MÖNCHENGLADBACH. "Wie schmeckt Bison?" titelte kürzlich die Zeitschrift "Essen & Trinken". Und sie berichtete dann über "das beste Fleisch, das Spitzenköche bekommen können" wie zum Beispiel Kobe-Wagyu-Style-Beef, Iberico-Schwein oder Pauillac-Lamm. Das Blatt schwärmte, dass "Bison auf der Zunge zergehe". Die Tiere essen bis zu 180 Kräuter und Mineralien am Tag - aber ihr Fleisch hat wenig Fett. Und man riet auch, die Steaks bloß nicht vor dem Schneiden einzufrieren. Denn damit werde die "Struktur und somit der Geschmack zerstört".

Das alles ist Wasser auf die Mühlen des Familienunternehmers Burkhard Schulte, dem Fleischwarenhersteller und Junior-Chef von Schulte + Sohn in Mönchengladbach Güdderath. Und indirekt ist es auch Werbung für seine Produkte und fördert vor allem sein Geschäftsmodell, frische Gourmetware an Endverbraucher zu verschicken.

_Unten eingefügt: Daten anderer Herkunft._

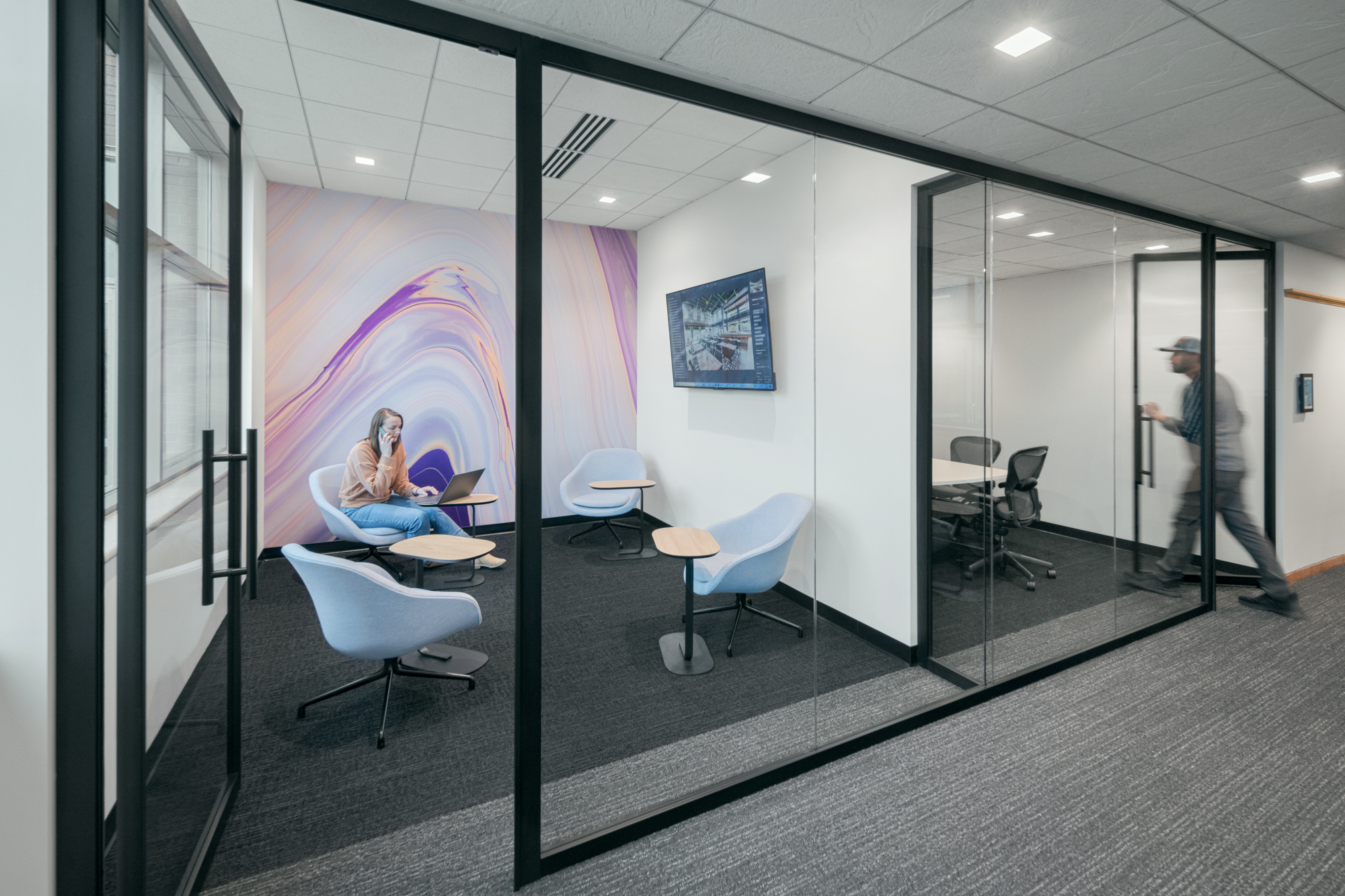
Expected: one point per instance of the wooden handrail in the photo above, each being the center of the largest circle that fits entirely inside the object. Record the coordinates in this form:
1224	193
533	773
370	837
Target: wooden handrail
1315	296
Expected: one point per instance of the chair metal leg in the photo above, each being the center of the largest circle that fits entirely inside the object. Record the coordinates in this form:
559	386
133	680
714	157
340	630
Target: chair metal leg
358	682
388	696
735	630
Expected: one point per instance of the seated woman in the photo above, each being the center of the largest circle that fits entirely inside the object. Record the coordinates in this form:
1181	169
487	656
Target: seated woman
376	491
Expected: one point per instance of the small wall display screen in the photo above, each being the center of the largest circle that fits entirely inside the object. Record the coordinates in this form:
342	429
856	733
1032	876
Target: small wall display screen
722	334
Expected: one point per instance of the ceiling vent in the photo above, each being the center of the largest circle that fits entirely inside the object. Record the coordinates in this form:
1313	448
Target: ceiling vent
576	143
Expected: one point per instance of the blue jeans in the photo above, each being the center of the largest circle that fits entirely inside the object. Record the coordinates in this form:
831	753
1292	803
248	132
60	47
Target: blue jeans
406	514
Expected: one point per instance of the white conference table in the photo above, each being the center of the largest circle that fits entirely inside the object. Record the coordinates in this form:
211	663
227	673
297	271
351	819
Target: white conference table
950	473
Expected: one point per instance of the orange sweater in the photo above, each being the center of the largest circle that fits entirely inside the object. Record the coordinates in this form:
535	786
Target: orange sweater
371	479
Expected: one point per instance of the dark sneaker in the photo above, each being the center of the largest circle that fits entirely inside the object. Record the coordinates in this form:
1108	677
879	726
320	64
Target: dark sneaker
1149	581
1286	607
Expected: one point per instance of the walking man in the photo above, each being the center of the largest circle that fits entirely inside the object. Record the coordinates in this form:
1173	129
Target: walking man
1229	490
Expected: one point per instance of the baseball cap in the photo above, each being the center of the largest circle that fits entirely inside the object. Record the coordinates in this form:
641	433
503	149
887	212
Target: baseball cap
1186	343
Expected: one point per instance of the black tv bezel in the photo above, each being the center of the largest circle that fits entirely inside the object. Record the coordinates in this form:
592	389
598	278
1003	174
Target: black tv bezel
770	337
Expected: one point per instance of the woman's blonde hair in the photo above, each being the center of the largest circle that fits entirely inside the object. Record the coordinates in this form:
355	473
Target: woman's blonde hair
380	419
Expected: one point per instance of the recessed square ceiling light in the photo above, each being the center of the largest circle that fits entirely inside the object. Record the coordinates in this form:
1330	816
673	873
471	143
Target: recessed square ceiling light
1023	42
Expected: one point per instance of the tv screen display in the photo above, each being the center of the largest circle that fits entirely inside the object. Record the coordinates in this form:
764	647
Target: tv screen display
722	334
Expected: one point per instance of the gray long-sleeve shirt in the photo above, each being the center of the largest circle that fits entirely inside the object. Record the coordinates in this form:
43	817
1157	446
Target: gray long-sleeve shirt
1229	425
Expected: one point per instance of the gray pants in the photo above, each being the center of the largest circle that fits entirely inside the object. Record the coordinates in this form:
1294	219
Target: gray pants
1229	502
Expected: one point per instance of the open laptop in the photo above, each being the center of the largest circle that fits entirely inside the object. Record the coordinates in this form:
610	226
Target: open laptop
461	486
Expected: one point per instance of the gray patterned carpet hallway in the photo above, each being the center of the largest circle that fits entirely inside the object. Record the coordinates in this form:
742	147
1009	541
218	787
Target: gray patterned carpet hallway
1206	759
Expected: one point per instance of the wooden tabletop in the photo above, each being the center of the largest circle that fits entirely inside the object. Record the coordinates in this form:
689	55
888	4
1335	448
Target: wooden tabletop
443	548
683	541
950	473
622	483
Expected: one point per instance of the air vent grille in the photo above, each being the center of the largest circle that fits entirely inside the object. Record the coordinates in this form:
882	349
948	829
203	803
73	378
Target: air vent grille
576	143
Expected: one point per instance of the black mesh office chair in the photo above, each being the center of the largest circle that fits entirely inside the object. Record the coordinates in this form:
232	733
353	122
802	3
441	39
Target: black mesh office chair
1019	507
969	450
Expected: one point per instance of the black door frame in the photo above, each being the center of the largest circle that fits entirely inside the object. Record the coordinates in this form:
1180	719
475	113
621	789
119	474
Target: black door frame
531	54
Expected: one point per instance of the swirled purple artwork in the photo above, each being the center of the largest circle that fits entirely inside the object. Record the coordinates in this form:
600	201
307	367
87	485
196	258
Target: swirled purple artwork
384	303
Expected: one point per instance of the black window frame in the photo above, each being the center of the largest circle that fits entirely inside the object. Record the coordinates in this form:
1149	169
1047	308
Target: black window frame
80	400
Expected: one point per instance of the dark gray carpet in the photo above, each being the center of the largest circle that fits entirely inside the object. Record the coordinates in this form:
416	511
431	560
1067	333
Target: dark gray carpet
317	784
1206	759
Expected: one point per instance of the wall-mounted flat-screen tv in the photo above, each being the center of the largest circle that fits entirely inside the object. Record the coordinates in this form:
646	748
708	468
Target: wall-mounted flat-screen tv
722	334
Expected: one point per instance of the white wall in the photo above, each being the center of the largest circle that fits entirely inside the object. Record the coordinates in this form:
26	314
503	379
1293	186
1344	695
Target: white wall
1313	483
719	454
26	368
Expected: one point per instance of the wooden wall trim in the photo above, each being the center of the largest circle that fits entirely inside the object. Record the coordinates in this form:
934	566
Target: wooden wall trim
1315	296
1331	563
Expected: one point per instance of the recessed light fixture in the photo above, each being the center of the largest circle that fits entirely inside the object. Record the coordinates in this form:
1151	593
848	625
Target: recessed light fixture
1023	42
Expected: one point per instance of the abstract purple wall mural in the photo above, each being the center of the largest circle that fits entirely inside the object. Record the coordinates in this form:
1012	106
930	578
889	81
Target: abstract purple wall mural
377	303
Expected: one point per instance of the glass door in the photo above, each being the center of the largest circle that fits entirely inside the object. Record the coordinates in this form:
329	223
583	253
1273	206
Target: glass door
176	501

Der 48-Jährige verkauft seit 18 Monaten Premium-Fleisch auf dem Niveau von Spitzenrestaurants auch über seinen eigenen Online-Shop an Hobby-Köche. Gourmetfleisch.de unterscheidet sich von anderen Wettbewerbern wie Otto Gourmet in einem entscheidenden Punkt: Schulte bringt kein gefrorenes, sondern frisches Fleisch auf den Weg. Einzeln eingeschweißt und verpackt in großen Styropor-Kartons mit Eisbeuteln. In 24 bis 48 Stunden müssen sie beim Kunden sein.

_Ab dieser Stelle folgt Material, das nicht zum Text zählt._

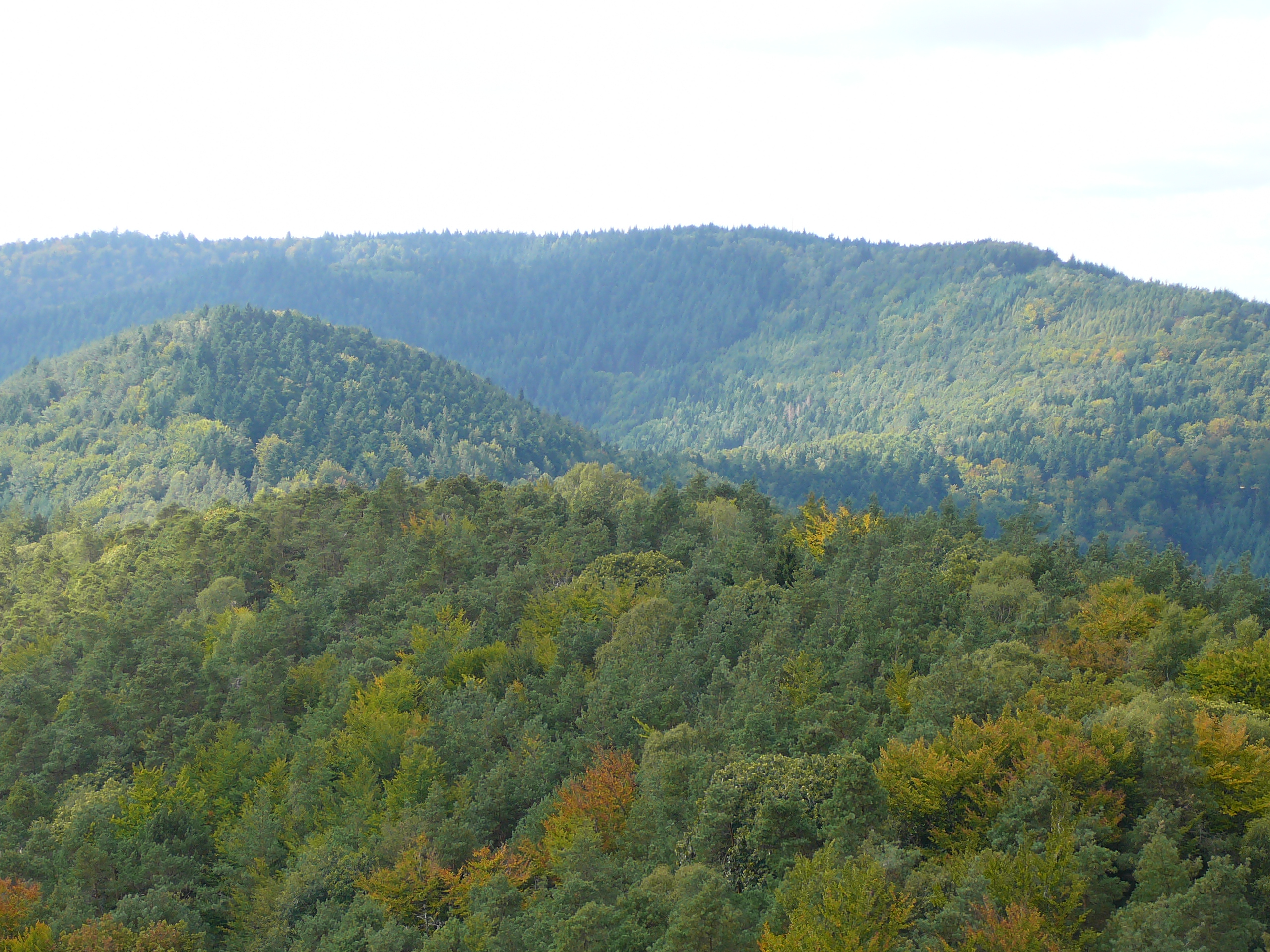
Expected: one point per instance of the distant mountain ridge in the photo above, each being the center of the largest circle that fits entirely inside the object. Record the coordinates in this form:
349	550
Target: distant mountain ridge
988	371
224	403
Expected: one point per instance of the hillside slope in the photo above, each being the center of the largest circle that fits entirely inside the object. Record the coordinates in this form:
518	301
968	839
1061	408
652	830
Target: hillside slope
991	371
225	403
574	715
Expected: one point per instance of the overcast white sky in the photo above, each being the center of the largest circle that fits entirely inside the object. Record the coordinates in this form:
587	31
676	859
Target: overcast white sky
1130	132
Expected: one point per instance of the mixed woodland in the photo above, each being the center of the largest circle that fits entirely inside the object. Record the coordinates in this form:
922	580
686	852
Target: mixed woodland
223	404
575	714
992	372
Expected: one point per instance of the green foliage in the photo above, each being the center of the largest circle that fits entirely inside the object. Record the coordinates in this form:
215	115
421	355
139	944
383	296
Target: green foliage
573	714
841	368
229	403
1240	674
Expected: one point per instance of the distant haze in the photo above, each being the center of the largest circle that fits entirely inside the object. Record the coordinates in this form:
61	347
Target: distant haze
1131	134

Das Paket hat "einen durchschnittlichen Bestellwert von 170 Euro", berichtet der Rheinländer. Das Steak kostet bei ihm im Schnitt 20 Euro. Die Renner dieser Grillsaison sind American Beef und Nackensteaks sowie argentinische Steaks und französisches Charolais. Seine Kunden sind nicht Hinz und Kunz, die etwas für die Grillparty am Wochenende brauchen, sondern ausgesprochen zahlungskräftige Käufer. Schließlich kann sich nicht jeder ein "Steakabo 360" für 1 313 Euro leisten. Oder das Steakabo BBQ für 741,99 Euro. Wer?s bucht - erst 15 Kunden hat der bisher dafür - bekommt einmal im Monat sein Paket aus Güdderath. Die Steaks können dann bis zu drei Wochen im Kühlschrank liegen. Ohnehin "reifen sie erst mal 28 Tage in den Kühlräumen", erzählt Schulte.

Die Idee, Frischfleisch zu verschicken, hat er aus den USA und von dem Schotten Donald Russel mit seiner Webpage donaldrussel.com. Der Trend, dass immer mehr Leute inzwischen lieber zu sich nach Hause statt ins - teurere - Restaurant einladen, kommt Schulte zupass. Ebenso wie die vielen TV-Koch-Shows mit Johann Lafer & Co., die die Fernsehzuschauer neugierig machen auf ausgefallene Fleischsorten. "Wenn Johann Lafer Bisonfleisch verwendet, wollen es die Kunden anschließend auch haben", beobachtet Schulte. 30 Prozent der Besteller sind Stammkunden, erzählt er. Gourmetfleisch.de mache zwei Millionen Euro Umsatz im Jahr, weitere 25 Millionen kämen aus dem traditionellen Fleischhandel. Daneben beliefert er unter dem Namen Schulte + Sohn die Metro und Supermarktketten etwa mit Kasseler und Grillwürstchen.